El descubrimiento del transportador de noradrenalina en las terminaciones nerviosas simpáticas periféricas, y el de otros transportadores a nivel cerebral, daría lugar más tarde al descubrimiento de medicaciones tan relevantes como los antidepresivos tricíclicos (desipramina) o los antidepresivos inhibidores selectivos de la recaptación de serotonina (fluoxetina). El bloqueo del transportador de noradrenalina por la cocaína explicaría también los efectos arritmogénicos de las catecolaminas y la muerte súbita del cocainómano: al bloquear la captación neuronal de la noradrenalina liberada en la unión neuroefectora simpática del corazón, por la cocaína, aumentaría drásticamente la exposición del corazón a las catecolaminas. A nivel cerebral, la cocaína bloquea el transportador para dopamina, efecto relacionado con su poderosa estimulación central.
Los experimentos de Axelrod llevarían al descubrimiento de los distintos transportadores para noradrenalina, serotonina o dopamina
El doctor Julius Axelrod era un hombre de aspecto bondadoso que irradiaba humildad. Nunca aceptó la dirección de grandes departamentos, cuya carga administrativa le habría alejado de la poyata del laboratorio. Durante los 45 años que trabajó en los Institutos Nacionales de Salud de Estados Unidos, lo hizo en un pequeño laboratorio con solo tres posdoctorandos y algún que otro científico visitante.

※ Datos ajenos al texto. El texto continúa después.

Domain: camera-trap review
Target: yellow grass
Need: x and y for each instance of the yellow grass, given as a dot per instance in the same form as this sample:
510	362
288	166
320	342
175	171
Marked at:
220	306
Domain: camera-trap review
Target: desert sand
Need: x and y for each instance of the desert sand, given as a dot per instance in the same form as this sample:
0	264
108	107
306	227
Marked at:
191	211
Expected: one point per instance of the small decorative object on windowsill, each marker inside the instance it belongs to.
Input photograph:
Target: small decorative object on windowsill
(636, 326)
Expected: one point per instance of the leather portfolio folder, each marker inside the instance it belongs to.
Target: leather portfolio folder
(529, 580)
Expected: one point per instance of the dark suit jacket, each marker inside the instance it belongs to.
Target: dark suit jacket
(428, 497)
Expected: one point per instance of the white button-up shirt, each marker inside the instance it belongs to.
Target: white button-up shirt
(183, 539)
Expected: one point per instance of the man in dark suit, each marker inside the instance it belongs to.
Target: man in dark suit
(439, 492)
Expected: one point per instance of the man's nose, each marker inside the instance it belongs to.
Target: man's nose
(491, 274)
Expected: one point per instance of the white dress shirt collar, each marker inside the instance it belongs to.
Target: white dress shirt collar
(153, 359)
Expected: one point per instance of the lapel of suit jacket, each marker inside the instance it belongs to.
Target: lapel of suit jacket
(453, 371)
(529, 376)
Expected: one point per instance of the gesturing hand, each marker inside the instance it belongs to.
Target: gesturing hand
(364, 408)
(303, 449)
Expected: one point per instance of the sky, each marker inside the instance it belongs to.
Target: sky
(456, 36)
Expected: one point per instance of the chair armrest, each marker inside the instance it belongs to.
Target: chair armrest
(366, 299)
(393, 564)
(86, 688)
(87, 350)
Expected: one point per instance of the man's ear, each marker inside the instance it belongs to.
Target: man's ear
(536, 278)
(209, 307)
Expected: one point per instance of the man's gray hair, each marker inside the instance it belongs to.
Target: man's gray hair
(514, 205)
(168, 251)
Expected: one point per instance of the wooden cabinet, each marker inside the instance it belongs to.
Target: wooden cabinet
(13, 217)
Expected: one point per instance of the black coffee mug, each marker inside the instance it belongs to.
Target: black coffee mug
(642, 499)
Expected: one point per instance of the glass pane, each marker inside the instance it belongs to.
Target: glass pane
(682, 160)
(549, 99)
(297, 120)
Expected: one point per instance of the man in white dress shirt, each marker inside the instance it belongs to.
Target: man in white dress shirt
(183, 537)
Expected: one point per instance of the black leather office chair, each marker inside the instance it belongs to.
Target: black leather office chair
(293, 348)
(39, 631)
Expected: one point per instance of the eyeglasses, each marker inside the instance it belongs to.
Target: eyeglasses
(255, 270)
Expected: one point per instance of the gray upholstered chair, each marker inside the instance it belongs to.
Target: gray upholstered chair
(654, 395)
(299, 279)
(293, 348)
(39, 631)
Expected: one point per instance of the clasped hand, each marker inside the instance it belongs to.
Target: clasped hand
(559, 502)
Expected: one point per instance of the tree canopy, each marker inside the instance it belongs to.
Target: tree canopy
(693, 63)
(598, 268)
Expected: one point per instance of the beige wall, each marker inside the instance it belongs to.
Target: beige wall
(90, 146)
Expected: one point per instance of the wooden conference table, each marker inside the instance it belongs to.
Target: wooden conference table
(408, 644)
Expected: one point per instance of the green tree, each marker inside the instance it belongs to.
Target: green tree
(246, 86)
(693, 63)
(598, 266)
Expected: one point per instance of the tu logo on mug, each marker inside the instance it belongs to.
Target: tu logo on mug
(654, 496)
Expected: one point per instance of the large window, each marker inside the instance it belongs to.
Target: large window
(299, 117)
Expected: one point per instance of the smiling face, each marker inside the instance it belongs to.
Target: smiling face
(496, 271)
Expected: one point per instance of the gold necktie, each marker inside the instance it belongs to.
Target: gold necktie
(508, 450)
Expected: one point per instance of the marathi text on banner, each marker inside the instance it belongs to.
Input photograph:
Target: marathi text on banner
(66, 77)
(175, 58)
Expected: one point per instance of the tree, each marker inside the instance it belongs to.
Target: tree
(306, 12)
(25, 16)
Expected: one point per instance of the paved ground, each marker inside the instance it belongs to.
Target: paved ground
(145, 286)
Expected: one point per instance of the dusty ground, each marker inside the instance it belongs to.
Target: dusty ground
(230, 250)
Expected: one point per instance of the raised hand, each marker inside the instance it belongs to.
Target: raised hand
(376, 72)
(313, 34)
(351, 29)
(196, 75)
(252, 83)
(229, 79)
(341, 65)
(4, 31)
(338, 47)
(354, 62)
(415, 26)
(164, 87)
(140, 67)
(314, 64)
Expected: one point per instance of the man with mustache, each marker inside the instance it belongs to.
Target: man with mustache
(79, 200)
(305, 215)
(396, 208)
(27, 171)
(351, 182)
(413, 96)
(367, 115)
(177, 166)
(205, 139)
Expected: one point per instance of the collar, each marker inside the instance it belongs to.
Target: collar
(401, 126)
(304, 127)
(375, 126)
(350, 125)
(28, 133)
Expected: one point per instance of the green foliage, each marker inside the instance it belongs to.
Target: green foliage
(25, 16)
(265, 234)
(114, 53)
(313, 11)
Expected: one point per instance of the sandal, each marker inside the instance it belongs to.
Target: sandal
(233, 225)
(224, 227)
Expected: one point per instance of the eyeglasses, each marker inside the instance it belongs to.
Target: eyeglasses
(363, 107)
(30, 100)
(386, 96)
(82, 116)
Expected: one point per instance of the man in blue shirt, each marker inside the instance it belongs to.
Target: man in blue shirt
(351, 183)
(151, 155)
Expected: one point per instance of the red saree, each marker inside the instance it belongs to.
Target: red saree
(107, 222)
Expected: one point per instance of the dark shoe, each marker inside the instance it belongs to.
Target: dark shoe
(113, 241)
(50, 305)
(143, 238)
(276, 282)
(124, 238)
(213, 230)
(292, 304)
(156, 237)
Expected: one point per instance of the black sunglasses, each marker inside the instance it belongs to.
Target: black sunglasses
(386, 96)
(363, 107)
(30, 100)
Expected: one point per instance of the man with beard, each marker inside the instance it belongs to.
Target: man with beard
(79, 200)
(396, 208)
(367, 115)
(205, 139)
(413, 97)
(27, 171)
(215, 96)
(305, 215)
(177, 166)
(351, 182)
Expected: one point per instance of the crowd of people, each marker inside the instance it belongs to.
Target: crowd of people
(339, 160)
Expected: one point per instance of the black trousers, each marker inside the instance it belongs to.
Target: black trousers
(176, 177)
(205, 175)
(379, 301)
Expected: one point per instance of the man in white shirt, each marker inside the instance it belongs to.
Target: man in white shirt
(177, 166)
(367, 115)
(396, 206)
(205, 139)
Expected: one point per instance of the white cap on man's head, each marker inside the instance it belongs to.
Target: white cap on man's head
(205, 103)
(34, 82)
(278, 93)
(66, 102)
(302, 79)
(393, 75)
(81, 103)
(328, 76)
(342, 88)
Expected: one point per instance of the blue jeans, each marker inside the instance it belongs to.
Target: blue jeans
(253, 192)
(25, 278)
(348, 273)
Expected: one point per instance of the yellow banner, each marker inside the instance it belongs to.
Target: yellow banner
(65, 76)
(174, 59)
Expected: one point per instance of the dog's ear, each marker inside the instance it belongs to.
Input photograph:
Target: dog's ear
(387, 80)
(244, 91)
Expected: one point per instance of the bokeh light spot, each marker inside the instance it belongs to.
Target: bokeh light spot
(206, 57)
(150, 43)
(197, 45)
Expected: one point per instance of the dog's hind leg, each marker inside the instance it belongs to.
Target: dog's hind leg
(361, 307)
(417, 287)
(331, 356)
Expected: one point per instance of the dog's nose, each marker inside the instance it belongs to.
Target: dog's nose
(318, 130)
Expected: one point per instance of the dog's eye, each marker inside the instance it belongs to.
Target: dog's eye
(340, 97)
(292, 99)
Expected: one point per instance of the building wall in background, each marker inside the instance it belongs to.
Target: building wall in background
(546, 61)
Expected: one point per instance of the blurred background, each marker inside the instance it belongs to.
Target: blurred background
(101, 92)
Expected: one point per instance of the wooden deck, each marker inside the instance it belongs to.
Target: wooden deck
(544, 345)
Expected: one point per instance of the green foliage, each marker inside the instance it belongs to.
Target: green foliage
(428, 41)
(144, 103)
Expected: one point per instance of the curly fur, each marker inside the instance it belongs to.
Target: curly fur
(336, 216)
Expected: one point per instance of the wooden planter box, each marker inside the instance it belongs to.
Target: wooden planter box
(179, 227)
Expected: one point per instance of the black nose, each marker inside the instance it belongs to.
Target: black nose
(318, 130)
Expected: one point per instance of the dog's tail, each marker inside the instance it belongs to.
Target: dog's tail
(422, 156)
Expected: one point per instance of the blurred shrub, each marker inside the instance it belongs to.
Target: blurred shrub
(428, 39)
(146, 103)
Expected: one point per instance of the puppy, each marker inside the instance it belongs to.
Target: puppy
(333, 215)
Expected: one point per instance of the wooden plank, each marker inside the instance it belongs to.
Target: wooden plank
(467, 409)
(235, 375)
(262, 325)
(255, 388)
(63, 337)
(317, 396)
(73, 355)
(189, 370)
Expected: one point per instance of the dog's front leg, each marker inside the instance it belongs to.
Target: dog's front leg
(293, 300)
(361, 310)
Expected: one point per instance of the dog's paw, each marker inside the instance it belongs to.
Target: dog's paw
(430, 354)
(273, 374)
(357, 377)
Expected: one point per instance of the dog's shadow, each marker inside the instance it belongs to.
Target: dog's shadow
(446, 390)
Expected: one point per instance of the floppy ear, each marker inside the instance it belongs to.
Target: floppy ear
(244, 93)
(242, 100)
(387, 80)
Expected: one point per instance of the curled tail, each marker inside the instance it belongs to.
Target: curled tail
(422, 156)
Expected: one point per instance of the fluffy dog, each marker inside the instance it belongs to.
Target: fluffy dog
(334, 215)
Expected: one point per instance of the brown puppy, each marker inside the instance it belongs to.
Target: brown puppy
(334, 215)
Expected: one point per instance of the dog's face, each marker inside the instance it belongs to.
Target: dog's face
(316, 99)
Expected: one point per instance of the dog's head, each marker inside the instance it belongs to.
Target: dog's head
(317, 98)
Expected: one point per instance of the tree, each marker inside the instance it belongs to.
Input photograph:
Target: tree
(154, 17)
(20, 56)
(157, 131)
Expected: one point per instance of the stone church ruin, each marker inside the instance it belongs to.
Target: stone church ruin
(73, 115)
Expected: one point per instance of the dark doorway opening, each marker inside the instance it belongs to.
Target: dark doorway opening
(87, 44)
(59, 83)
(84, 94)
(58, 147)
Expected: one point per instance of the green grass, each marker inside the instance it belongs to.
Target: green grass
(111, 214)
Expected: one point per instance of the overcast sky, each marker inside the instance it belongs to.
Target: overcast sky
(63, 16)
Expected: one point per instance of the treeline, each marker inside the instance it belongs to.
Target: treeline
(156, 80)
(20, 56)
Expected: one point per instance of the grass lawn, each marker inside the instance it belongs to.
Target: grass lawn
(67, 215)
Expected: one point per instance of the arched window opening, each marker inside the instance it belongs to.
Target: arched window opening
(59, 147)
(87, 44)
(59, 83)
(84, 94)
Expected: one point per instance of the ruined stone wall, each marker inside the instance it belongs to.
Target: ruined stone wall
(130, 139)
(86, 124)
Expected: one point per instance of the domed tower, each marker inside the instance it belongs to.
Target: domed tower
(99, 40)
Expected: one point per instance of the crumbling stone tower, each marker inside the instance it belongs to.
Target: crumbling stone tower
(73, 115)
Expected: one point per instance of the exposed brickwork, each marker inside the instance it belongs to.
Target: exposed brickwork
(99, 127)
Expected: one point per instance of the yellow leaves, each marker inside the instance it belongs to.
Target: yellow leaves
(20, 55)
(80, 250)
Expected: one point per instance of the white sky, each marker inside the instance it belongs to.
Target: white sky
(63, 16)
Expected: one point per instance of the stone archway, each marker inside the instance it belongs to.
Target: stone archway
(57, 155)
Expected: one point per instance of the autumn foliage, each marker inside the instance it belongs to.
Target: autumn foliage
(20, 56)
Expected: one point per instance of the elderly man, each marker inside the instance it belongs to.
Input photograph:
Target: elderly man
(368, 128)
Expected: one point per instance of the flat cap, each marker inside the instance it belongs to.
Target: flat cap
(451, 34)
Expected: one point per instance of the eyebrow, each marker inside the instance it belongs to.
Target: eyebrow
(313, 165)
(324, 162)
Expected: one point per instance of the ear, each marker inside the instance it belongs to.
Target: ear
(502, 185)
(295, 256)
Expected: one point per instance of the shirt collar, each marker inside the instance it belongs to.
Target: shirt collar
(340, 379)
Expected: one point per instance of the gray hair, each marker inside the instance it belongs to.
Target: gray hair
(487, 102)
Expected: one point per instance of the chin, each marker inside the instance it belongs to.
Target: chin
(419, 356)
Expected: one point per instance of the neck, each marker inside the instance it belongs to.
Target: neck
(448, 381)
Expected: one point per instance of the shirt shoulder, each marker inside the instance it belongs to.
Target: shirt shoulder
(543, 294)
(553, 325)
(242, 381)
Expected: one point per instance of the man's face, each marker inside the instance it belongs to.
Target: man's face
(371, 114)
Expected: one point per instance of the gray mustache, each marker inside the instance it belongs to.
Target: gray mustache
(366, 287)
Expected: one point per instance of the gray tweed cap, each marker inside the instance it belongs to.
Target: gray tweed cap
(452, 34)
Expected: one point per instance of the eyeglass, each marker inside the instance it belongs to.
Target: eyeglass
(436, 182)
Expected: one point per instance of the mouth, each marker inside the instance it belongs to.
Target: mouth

Su escritorio estaba en el propio laboratorio. Es curioso que Axelrod comenzara su doctorado a los 41 años; pero aún tuvo tiempo de hacer contribuciones que han mejorado el bienestar de millones de pacientes y que le valieron, merecidamente, el Premio Nobel de Fisiología o Medicina en 1970. En 1972 estaba yo en Atlantic City, en un congreso de las Sociedades de Bioquímica, Farmacología y Fisiología de EE.UU. Unos 3.000 científicos puestos de pie ofrecimos una cerrada ovación al nuevo galardonado. Me sentí muy emocionado con aquella experiencia sobre la admiración y el respeto que mostraban miles de científicos hacia un miembro de su colectivo, ganador del Premio Nobel.
Vi por última vez al doctor Julius Axelrod en Monterrey, al sur de California. Fue con ocasión de un congreso internacional de catecolaminas a finales del siglo XX. A pesar de que se aproximaba a los 90 años de edad, todavía impartió una charla, con chiste incluido, sobre sus últimas investigaciones. El chiste fue más o menos así:
Unos señores andaban perdidos en un globo que el viento había desviado de su ruta. Preguntaron a dos científicos que paseaban por allí conversando animada y distraídamente: «¿Dónde estamos?». Tras consultar con el otro, uno de los científicos respondió: «Están ustedes en un globo». Perplejos, los pasajeros del globo se miraron y uno de ellos comentó: «Es un dato científico rigurosamente cierto; pero sin utilidad alguna». El Dr. Axelrod falleció en diciembre de 2004 en su casa de Washington; tenía 92 años.